Even with the recent decline in cryptocurrency prices, enthusiasm remains high among blockchain supporters. However, after more than a decade, several key problems still remain before wide-spread adoption can be expected.
Investment / Currency Dilemma
The first problem is the investment/currency dilemma. Blockchain evangelists repeatedly tell us what an amazing investment crypto currencies are. Then, they tell about how crypto is replacing fiat currencies. Unfortunately, however, it’s not possible to be both an investment and a currency. Why? Because the two are – for the most part – mutually exclusive. Investments require volatility – something we see in abundance with crypto currencies. However, an actual currency requires stability. Nobody wants to be paid for work done this month at a wage that is wildly fluctuating. So, we need to decide which it is – a currency or an investment.
While some currencies – known as stablecoins – strive to maintain a 1-to-1 relationship with the dollar, this seems to fly in the face of the argument that fiat currencies should be replaced with crypto currencies. While these stablecoins may work great for purchasing goods and services, why not simply use the dollar instead and save yourself the transaction costs?
I have previously blogged about the crypto energy issue. In short, crypto currencies consume massive amounts of electricity while many around the globe are arguing that we need to reduce energy usage to prevent climate change. However, even if you reject climate change; it’s no secret that many places around the world suffer from energy shortages. Even in the US, brownouts are not uncommon in many communities on the hottest days of summer. Is it really reasonable to consume massive quantities of energy to create digital money?
Crypto has a long history of being used for money laundering, drugs, hacking, and other nefarious uses. While many will argue that this represents only a very small portion of the crypto market, it none-the-less is a real concern that the crypto community needs to address. This is particularly obvious with the growth of ransomware demanding payment in Bitcoin. Regardless of the actually percentage of illicit usage, it still reflects poorly on crypto currencies and will cause increasing oversight by government entities which could negatively impact the crypto markets and long-term viability of blockchain technologies.
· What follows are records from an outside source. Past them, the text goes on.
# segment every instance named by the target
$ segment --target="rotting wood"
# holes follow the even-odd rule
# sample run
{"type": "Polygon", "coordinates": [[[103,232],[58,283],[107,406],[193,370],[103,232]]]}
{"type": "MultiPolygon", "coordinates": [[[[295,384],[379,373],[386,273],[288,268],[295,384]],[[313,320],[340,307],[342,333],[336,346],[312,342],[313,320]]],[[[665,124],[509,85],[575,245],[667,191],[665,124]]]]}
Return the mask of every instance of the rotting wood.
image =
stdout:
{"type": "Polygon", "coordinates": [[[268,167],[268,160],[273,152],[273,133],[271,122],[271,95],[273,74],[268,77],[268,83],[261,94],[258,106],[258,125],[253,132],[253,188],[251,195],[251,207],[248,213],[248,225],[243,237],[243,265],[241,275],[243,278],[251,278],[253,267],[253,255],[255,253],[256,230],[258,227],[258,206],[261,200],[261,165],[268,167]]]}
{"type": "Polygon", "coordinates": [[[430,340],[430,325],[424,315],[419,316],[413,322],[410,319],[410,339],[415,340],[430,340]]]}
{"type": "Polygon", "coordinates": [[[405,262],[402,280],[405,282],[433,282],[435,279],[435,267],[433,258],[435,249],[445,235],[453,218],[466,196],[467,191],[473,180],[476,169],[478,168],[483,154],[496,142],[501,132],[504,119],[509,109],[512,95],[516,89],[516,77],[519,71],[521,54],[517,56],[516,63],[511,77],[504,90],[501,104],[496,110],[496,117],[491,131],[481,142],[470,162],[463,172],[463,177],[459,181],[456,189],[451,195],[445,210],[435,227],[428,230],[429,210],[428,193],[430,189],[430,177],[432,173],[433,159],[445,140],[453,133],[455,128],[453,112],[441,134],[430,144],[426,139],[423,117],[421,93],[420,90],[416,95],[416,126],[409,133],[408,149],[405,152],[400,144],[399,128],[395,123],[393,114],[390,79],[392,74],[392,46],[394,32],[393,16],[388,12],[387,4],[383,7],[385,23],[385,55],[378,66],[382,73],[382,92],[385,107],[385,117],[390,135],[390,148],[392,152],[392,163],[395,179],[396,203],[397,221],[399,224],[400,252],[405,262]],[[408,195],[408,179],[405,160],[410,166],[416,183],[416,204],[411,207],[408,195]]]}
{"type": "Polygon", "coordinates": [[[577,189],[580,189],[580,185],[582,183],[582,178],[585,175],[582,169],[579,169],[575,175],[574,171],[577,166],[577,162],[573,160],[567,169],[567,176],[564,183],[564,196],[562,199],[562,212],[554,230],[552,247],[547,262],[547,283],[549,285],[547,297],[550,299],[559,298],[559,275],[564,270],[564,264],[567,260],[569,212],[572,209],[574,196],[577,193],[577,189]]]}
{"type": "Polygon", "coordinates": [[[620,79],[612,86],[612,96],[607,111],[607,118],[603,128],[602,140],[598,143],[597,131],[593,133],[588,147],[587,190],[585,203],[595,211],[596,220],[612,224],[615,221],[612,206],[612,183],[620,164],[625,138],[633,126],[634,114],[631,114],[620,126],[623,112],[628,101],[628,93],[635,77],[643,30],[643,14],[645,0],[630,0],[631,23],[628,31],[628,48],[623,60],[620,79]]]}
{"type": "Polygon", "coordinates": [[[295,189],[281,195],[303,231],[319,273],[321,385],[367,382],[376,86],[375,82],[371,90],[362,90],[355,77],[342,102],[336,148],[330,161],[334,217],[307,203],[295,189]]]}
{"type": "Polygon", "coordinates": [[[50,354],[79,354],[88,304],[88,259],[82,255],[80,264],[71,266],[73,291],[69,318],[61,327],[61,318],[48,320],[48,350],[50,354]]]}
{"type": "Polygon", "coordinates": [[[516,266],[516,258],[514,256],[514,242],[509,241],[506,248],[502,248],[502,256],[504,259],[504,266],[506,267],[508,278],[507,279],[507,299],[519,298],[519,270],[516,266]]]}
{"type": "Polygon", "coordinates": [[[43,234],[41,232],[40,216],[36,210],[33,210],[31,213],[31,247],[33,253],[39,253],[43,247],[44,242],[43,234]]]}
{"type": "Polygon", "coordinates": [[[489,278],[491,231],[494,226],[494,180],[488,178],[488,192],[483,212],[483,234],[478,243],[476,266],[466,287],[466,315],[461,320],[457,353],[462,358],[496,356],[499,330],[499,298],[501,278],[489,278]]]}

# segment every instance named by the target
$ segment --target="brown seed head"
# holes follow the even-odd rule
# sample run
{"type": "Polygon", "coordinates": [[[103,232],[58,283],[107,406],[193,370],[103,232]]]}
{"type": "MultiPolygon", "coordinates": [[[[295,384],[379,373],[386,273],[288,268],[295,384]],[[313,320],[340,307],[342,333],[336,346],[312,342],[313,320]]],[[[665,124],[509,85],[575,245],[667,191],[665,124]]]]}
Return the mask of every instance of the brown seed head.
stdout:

Nobody seems to talk about it much, but quantum computing could unravel the entire blockchain in the blink of an eye. Since crypto currencies depend on encryption, it is absolutely essential that the encryption algorithms used be unhackable. Given the history of encryption protocols, that seems unlikely. However, it becomes even more unlikely when quantum computing enters the mainstream. While it may be years off, the introduction of a large quantum computer would allow the owner to rewrite the entire blockchain by simply having the majority of computing power on the internet – something not unreasonable with a modest quantum computer. This would rapidly shift financial power into the hands of a single individual.
While I continue to hear people talk about all the great things crypto currencies have to offer, few are interested in addressing the issues that will either prevent widespread adoption or create growing threats to commerce moving forward. If, indeed, nobody is interested in resolving these issues to support the long-term growth of blockchain technologies, then doesn’t it support the notion that this is really nothing more than a Ponzi scheme?